Studying Up: Reorienting the field of algorithmic fairness around issues of power
On January 28, 2020, I presented a paper at the ACM FAccT* conference. Below is the write-up of that presentation. You can find the paper here: https://dl.acm.org/doi/abs/10.1145/3351095.3372859
Einstein once said that if he had an hour to solve a problem and his life depended on the solution, he would spend the first 55 minutes determining the proper question to ask.
As academics, so much of our power lies in how we frame the problems we aim to solve, in formulating the right question.
Yet, the academic community dedicated to the pursuit of “fair” algorithmic systems has not taken enough time to develop the right set of questions in pursuit of this goal. In spite of our best efforts, data scientists still lack the methodological and conceptual tools necessary to grapple with key epistemological and normative aspects of their work. As a result, data scientists tend to uncritically inherit dominant modes of seeing and understanding the world when conceiving of their projects. In doing so, they reproduce ideas which normalize social hierarchies and legitimize violence against marginalized groups.
In our paper we challenge data scientists to move beyond these default modes of operating in favor of “studying up.”
In this talk, I’ll:
- Introduce the concept of “studying up” by providing a brief history of the idea as it was first introduced in the field of anthropology in the late 1960’s.
- Then I’ll draw parallels between this conversation in anthropology and contemporary debates we are having in the FAccT* community today.
- Finally, I’ll illustrate what we might gain from “studying up” as data scientists by walking through a case study from my own work building algorithmic interventions in the criminal legal system. Through this case study, I hope to identify some of the key challenges data scientists face when studying up, in the hopes that we can expand the set of issues we grapple with in the pursuit of fair algorithmic systems.

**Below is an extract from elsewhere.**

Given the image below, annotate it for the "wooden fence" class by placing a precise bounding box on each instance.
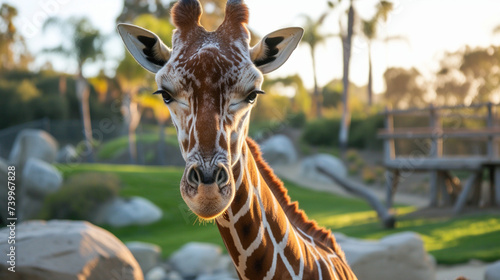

The call to “study up” in anthropology
The idea of “studying up” was first introduced by an anthropologist named Laura Nader in the late 1960’s, during a time when her discipline was grappling with a number of high-profile controversies, which called into question the post-war model of the social sciences as an objective and value-neutral enterprise.
Nader argued that anthropologists had, for too long, harbored a myopic predilection for studying “the downtrodden and the marginalized,” people who were conceptualized as members of isolated cultures in distant lands — whose material reality was disconnected from larger structural forces of domination and power.
Nader pushed her fellow anthropologists to reframe their traditional subjects of inquiry in terms of relationships that extend “beyond the ghetto,” to include powerful institutions and cultures.
Nader’s use of the term “ghetto” was intentional — a ghetto is defined as an isolated place, segregated from larger social structures. The call to study up was a call to contextualize traditional field sites in terms of their relationships to broader institutions and cultures of power, rather than as isolated social alcoves.
For example, in order to understand poverty, Nader suggested we might study banks and colonial administrations, or networks of white collar crime, all of which create the preconditions necessary for specific marginalized and peripheral subcultures to emerge in the first place.
By “studying up” Nader meant that anthropologists should expand their fields of inquiry to include the ‘study of the colonizers rather than the colonized, the culture of power rather than the culture of the powerless, the culture of affluence rather than the culture of poverty.”
“Studying up” in Data Science
There are a number of parallels we can draw between the challenges that anthropologists were facing in the mid-twentieth century and the issues we face today in the pursuit of ethical algorithmic systems.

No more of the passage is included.